• HUKUK DAYANIŞMA AĞI

Hukuk Dayanışma Ağı, göçmen hakları başta olmak üzere, dezavantajlı grupların karşılaştığı hukuki sorunlara çözüm üreten bir dayanışma platformu. Bu ağ, gönüllü avukatlar ve hukuk fakültesi öğrencilerinin desteğiyle hukuki desteğe erişimde zorlanan bireylere gönüllü danışmanlık sunmayı amaçlıyor.

Ağ kapsamında, göçmenlerin haklarına dair farkındalık oluşturmak ve bu haklara erişimlerini kolaylaştırmak adına çeşitli iş birliği olanakları geliştiriliyor. Özellikle gönüllü avukatlarımıza sunduğumuz çalışma alanıyla, sosyal ve mesleki dayanışmayı teşvik eden bir ortam sağlıyoruz. Bu sayede, hukukçular bir yandan mesleki bilgi ve deneyimlerini paylaşırken bir yandan da göçmenlerin ve diğer dezavantajlı grupların hak mücadelelerinde etkin bir rol üstleniyorlar.

2012 yılında Beşiktaş’ta sokakta kalan çocuklarla başlayan hikayemiz, 2024 yılında önemli bir eşik atladı. Aralarından bazıları, gönüllü avukatlarımızın özverili çabaları sayesinde 2828 sayılı Sosyal Hizmetler Kanunu ve 5395 sayılı Çocuk Koruma Kanunu kapsamında memur olma hakkını kazandı. Bugün, bu arkadaşlarımız Türkiye’nin farklı şehirlerinde memur olarak hayatlarına devam ediyor.

Sınırsız Dayanışma’nın hukuk alanında yaptığı faaliyetleri yıllık raporlarımızdan detaylı olarak inceleyebilirsiniz.
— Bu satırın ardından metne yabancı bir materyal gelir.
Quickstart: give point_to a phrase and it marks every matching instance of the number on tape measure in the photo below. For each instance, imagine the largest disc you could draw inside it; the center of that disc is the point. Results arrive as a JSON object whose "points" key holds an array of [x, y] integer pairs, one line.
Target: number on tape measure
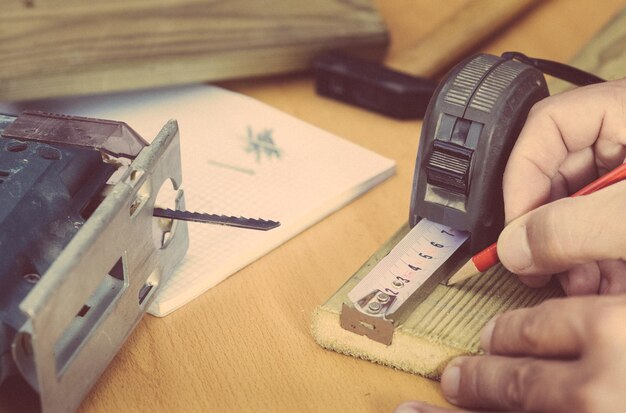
{"points": [[399, 274]]}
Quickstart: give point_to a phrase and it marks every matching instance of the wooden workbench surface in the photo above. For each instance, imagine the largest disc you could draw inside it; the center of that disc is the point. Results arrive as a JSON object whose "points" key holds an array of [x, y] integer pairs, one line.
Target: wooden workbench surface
{"points": [[245, 345]]}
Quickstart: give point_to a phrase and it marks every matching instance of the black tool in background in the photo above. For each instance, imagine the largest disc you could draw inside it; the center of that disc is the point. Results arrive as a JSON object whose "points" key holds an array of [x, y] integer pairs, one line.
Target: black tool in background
{"points": [[372, 86]]}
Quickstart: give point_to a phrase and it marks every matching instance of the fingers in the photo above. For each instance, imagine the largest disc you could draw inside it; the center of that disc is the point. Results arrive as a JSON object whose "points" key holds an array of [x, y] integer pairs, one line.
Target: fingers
{"points": [[565, 233], [613, 277], [583, 279], [555, 328], [510, 384], [553, 148]]}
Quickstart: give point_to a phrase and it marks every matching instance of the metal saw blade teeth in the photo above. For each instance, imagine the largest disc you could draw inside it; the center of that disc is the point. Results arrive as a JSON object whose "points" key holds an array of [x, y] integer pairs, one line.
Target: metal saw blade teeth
{"points": [[232, 221]]}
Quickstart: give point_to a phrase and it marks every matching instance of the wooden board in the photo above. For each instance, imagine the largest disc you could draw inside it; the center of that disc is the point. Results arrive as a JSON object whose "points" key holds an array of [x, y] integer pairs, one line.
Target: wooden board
{"points": [[443, 324], [605, 55], [447, 322], [57, 48]]}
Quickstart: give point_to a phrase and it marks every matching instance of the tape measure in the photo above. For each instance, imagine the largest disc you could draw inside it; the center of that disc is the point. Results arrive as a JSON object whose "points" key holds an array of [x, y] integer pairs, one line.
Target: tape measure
{"points": [[470, 127], [412, 261], [469, 130]]}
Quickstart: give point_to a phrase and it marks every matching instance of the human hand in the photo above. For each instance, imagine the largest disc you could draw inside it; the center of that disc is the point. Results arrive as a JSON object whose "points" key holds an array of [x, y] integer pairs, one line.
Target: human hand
{"points": [[568, 140], [565, 355]]}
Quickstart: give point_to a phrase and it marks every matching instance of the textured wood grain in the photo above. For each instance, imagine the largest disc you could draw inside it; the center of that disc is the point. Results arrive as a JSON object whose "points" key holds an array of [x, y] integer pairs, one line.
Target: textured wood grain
{"points": [[447, 322], [245, 345], [605, 55], [433, 328], [53, 47], [457, 36]]}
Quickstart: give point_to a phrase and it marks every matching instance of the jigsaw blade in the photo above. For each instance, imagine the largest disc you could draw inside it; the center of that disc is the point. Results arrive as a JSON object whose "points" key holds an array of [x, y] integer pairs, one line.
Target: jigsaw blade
{"points": [[239, 222]]}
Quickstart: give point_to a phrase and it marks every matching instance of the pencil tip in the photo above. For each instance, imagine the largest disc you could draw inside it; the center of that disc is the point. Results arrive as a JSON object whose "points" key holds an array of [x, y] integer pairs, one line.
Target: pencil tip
{"points": [[468, 270]]}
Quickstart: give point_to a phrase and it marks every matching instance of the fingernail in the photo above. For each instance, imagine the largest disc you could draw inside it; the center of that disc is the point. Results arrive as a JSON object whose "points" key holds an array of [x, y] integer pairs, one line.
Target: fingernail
{"points": [[604, 286], [485, 335], [513, 248], [406, 408], [450, 381]]}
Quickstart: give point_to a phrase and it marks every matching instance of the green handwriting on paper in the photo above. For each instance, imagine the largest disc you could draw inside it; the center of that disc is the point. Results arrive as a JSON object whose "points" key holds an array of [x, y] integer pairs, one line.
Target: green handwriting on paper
{"points": [[262, 144]]}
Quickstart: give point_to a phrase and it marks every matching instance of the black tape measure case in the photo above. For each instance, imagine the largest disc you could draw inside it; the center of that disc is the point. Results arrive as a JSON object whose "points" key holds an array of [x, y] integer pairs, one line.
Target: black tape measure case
{"points": [[469, 130]]}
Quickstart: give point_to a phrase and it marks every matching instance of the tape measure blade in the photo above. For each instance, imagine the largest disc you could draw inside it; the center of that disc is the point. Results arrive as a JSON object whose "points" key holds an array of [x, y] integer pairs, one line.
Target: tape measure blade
{"points": [[426, 247]]}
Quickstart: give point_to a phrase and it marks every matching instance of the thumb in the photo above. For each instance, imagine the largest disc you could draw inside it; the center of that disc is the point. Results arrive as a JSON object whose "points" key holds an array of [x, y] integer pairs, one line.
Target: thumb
{"points": [[567, 232]]}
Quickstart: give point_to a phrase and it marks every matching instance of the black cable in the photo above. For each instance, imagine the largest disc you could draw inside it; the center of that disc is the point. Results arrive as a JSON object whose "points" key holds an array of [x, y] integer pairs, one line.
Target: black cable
{"points": [[556, 69]]}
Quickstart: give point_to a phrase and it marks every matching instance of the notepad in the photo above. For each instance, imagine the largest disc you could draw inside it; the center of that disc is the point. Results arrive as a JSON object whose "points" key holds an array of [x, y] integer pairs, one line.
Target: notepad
{"points": [[239, 157]]}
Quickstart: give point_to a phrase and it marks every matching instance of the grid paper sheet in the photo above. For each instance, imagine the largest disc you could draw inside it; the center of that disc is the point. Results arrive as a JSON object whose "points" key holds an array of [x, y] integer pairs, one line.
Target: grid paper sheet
{"points": [[239, 157]]}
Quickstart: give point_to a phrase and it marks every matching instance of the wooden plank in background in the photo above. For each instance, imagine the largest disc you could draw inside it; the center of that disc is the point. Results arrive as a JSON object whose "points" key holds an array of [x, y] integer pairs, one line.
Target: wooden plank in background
{"points": [[447, 322], [56, 48]]}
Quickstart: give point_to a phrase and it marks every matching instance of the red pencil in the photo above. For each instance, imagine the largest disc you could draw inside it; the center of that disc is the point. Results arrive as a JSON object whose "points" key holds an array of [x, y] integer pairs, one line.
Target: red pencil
{"points": [[488, 257]]}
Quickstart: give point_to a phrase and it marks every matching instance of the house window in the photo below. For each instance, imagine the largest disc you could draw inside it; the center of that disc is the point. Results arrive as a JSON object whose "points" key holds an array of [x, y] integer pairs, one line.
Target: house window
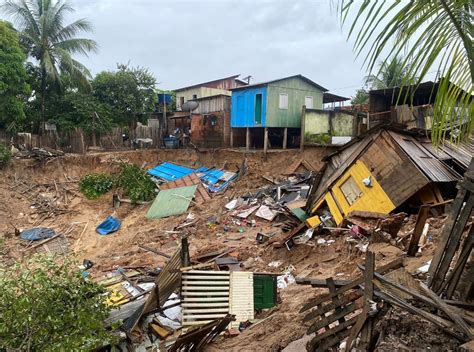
{"points": [[283, 101], [240, 103], [350, 190]]}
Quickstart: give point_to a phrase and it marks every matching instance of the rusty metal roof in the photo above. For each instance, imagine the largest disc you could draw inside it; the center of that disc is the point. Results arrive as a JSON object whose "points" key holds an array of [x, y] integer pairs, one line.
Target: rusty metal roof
{"points": [[427, 162]]}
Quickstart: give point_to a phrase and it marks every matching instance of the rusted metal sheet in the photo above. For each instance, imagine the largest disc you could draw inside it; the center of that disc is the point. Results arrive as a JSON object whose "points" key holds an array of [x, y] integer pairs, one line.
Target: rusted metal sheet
{"points": [[429, 164], [201, 194]]}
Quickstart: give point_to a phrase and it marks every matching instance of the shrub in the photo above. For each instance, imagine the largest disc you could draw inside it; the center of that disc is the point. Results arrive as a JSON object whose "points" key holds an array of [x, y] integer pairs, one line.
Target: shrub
{"points": [[136, 183], [95, 185], [49, 306], [5, 156]]}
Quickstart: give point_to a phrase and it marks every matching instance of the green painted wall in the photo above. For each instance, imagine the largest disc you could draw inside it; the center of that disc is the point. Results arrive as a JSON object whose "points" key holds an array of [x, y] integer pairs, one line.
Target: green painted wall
{"points": [[297, 89], [316, 122]]}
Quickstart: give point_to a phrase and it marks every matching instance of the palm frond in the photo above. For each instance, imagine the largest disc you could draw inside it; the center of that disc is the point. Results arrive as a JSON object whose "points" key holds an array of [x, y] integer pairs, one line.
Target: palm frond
{"points": [[78, 45], [429, 34], [71, 30]]}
Ayrıca avukat olarak mesleğinizi icra ediyorsanız iletişim kısmından bize ulaşabilirsiniz.

  • DİJİTAL AKTİVİZM

Sosyal medya kampanyaları, teknoloji çağında insan hakları aktivizmi için önemli bir araç olarak öne çıkıyor ve insan hakları savunuculuğunun yeni boyutlarını ve olanaklarını gösteriyor. Biz de hak ihlalleriyle mücadelemizi dijital alanlarda da sürdürmeye devam ediyoruz.

2020 yılının Ekim ayında, Türkiye-Yunanistan sınırında bir grup Afrikalı göçmen, rehin alınarak işkenceye uğramış ve bu görüntüler, akraba ve arkadaşlarından fidye talep etmek amacıyla WhatsApp üzerinden paylaşılmıştı. Rehin alınan kişiler arasında, temasta olduğumuz bazı Afrikalı dostlarımız da bulunuyordu. Bu görüntüler bize ulaştığında, bir sosyal medya çağrısı yaparak kamuoyu oluşturduk ve yetkili mercilerin harekete geçmesini sağladık.

Bu sosyal medya kampanyamızda paylaşılan görüntüler, 2022 Temmuz ayında bir göçmenin insan kaçakçılığı mağduru olduğuna dair delil olarak sunuldu ve o göçmenin Fransa’da mülteci statüsü kazanmasına katkı sağladı.

Benzer sosyal medya kampanyalarına bu yıl da devam ettik. 30 Haziran 2024 akşamı, Kayseri’de yaşayan Suriyelilere yönelik linç girişimine karşı başlattığımız kampanya, farklı dillere çevrilerek ulusal ve uluslararası düzeyde geniş bir kitleye ulaştı. Bu destek, şiddeti engellemeye yetmese de, Suriyeli dostlarımıza yalnız olmadıklarını hissettirdi. Ayrıca, kampanyamıza katılanlarla birlikte güçlü bir dayanışma hareketine dönüştü.